Quien tenga un hijo adolescente, seguramente estará de acuerdo conmigo en que no hay forma de que se acueste… O peor, de que se levante por las mañanas. El abuelo, sin embargo, suele irse a la cama muy pronto y se le oye deambular por la casa desde bien temprano, además de quedarse dormido en el sillón varias veces a lo largo del día. Se debe a que nuestro reloj biológico marca una hora distinta según la edad.

Este reloj circadiano, localizado en el cerebro, y en el núcleo supraquiasmático del hipotálamo para ser exactos, es el encargado de indicar el momento del día al resto del organismo. Lo hace tratando de evitar que se produzcan a la vez procesos incompatibles. Gracias a ello, las distintas variables fisiológicas, como la temperatura corporal (que tiene su mínimo durante el sueño) o la presión arterial (que también debe ser baja durante la noche), fluctúan de forma acompasada a lo largo del día para garantizar el buen funcionamiento de nuestro organismo.
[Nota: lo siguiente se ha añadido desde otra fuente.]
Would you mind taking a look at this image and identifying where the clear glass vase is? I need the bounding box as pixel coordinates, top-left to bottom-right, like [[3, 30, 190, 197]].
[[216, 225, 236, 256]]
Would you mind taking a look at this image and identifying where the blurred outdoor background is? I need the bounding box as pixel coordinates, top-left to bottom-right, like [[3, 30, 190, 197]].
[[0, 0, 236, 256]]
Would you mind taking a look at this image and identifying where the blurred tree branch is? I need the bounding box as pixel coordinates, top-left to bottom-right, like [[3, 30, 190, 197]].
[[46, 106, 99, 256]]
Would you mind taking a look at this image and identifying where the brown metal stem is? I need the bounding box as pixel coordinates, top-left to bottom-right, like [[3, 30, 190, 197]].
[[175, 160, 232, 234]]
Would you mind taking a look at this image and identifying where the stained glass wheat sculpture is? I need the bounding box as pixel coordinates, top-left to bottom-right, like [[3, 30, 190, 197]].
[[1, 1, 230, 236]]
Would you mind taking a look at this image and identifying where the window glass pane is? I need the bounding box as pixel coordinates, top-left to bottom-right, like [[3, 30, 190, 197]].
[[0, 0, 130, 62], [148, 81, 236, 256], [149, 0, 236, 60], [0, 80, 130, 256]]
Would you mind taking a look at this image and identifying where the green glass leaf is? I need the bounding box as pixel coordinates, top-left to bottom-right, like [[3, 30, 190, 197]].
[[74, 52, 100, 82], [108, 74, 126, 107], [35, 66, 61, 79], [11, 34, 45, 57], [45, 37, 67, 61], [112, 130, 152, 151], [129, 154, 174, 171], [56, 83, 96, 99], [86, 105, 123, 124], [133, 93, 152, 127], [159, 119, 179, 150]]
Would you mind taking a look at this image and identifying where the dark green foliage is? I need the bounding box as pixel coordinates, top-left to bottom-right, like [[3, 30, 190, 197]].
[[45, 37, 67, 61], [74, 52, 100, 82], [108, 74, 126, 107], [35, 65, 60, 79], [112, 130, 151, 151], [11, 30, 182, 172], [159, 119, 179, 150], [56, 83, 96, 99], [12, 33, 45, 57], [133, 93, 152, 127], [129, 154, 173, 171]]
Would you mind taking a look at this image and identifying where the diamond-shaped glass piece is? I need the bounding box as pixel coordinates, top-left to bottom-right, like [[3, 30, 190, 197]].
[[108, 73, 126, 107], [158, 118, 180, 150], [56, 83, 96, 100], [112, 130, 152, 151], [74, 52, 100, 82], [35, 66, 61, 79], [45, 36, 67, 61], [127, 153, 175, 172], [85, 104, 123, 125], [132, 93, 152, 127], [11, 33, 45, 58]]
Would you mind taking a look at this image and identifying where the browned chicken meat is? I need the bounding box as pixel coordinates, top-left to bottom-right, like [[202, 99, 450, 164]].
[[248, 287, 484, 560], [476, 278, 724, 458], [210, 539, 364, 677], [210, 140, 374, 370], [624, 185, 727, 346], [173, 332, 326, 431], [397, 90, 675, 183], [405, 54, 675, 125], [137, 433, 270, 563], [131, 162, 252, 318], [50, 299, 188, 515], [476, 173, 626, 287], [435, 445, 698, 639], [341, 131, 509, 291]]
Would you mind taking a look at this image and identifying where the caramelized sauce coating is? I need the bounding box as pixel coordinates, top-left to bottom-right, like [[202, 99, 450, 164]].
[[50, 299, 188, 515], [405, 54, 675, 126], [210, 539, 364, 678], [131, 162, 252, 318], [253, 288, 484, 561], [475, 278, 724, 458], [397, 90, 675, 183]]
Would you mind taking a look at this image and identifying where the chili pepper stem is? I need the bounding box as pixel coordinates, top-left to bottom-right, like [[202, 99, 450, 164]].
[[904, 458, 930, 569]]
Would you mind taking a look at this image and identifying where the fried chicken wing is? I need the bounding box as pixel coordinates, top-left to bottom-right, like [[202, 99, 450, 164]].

El reloj, como si de un director de orquesta se tratase, va dando la entrada a los distintos instrumentos para conseguir una melodía armoniosa, y que la música de nuestro cuerpo no se convierta en ruido, lo que haría que el cuerpo enfermase.

Y si bien hoy en día, en lugar de un único reloj, es más correcto hablar de todo un sistema circadiano (que además del marcapasos principal, incluye también toda una serie de relojes en órganos, tejidos y células), lo cierto es que puede indicar un tempo diferente según nuestro cronotipo. Es decir, que el momento del día en el que una persona se siente más cómoda para afrontar ciertas actividades varía.

En general, las personas podemos ser búhos o alondras. Las alondras o cronotipos matutinos son madrugadores, se levantan con hambre y pueden entrar rápidamente en actividad, pero les cuesta mucho trasnochar. Por el contrario, los búhos tienen un carácter más vespertino, se acuestan tarde y les cuesta horrores levantarse temprano. Aunque la mayoría de la población tiene un cronotipo a medio camino entre búho y alondra.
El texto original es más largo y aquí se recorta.